And so in the instance which suggested these reflections, all this eager study of unmeaning curves (if there be anything in the starry universe quite unmeaning) was leading gradually, but directly, to the discovery of the most wonderful of all mathematical instruments, the Calculus preëminently. In the quadrature of curves, the method of exhaustions was most ancient,—whereby similar circumscribed and inscribed polygons, by continually increasing the number of their sides, were made to approach the curve until the space contained between them was exhausted, or reduced to an inappreciable quantity. The sides of the polygons, it was evident, must then be infinitely small. Yet the polygons and curves were always regarded as distinct lines, differing inappreciably, but different. The careful study of the period to which we refer led to a new discovery, that every curve may be considered as composed of infinitely small straight lines. For, by the definition which assigns to a point position without extension, there can be no tangency of points without coincidence. In the circumference of the circle, then, no two of the points equidistant from the centre can touch each other; and the circumference must be made up of infinite all rectilineal sides joining these points.

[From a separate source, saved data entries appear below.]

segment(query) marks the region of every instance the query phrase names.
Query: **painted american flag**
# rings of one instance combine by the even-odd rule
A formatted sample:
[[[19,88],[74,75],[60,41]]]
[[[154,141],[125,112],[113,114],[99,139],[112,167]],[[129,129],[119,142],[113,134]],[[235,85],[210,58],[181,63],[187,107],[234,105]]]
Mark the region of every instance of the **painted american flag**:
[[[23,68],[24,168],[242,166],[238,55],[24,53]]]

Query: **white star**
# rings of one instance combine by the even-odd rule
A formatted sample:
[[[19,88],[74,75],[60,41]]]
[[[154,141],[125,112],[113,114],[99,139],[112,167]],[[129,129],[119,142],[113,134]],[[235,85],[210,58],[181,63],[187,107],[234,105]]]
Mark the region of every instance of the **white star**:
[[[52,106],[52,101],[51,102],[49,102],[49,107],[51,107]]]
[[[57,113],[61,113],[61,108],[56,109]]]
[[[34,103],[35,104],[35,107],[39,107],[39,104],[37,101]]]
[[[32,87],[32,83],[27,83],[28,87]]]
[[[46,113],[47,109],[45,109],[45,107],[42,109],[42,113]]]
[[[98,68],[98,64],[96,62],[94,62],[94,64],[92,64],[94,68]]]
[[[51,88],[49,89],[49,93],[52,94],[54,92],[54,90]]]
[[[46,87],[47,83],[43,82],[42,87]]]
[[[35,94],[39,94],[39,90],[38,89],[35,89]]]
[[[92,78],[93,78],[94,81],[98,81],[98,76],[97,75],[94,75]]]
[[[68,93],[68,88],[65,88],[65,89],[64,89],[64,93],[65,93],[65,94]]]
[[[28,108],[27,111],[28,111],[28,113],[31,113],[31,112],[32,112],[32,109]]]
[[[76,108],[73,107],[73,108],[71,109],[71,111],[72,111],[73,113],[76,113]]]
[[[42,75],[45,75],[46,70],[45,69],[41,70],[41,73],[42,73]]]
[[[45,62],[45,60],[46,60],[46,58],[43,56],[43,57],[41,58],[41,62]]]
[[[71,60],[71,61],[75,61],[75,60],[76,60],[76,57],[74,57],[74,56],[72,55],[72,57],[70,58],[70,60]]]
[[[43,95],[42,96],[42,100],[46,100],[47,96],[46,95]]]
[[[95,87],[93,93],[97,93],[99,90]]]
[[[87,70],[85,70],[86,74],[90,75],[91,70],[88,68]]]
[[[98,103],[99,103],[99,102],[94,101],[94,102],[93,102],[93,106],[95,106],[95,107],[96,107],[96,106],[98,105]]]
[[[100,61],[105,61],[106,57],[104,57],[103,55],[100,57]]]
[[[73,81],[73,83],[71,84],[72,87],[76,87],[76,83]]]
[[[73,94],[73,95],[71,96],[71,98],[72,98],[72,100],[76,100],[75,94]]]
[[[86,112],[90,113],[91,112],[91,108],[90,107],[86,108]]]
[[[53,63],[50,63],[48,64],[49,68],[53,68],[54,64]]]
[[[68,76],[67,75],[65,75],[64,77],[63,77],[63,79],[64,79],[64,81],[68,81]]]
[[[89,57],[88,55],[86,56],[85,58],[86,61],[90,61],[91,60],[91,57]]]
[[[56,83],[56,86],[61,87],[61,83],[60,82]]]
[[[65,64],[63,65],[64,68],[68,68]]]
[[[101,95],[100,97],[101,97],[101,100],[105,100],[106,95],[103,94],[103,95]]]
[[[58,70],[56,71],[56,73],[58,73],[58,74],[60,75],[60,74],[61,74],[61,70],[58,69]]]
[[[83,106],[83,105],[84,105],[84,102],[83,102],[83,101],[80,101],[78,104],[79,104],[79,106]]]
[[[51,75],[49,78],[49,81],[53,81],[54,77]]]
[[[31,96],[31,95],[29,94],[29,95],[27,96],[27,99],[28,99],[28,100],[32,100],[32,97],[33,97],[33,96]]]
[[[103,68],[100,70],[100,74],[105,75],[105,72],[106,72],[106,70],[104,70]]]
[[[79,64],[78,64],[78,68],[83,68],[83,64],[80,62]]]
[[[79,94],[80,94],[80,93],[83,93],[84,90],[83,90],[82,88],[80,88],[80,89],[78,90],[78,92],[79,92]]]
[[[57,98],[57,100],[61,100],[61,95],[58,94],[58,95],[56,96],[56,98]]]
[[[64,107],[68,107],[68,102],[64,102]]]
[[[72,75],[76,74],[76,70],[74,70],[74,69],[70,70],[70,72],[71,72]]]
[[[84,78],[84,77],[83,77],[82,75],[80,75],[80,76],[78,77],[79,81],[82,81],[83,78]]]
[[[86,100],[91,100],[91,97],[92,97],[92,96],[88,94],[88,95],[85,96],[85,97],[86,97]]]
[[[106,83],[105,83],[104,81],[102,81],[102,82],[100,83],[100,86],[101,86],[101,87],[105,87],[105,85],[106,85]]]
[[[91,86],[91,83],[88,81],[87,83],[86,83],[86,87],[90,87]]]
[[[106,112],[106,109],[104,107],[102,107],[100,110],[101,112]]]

A clear conception of this fact led almost immediately to the Method of Tangents of Fermat and Barrow; and this again is the stepping-stone to the Differential Calculus,—itself a particular application of that instrument. Dr. Barrow regarded the tangent as merely the prolongation of any one of these infinitely small sides, and demonstrated the relations of these sides to the curve and its ordinates. His work, entitled "Lectiones Geometricae," appeared in 1669. To his high abilities was united a simplicity of character almost sublime. "Tu, autem, Domine, quantus es geometra!" was written on the title-page of his Apollonius; and in the last hour he expressed his joy, that now, in the bosom of God, he should arrive at the solution of many problems of the highest interest, without pain or weariness. The comment of the French historian conveys a sly sarcasm on the Encyclopedists:—"On voit au reste, par-là, que Barrow étoit un pauvre philosophe; car il croiroit en l'immortalité de l'âme, et une Divinité, autre que la nature universelle."[A]
[Footnote A: MONTUCLA. Hist. des Math. Part iv. liv. 1.]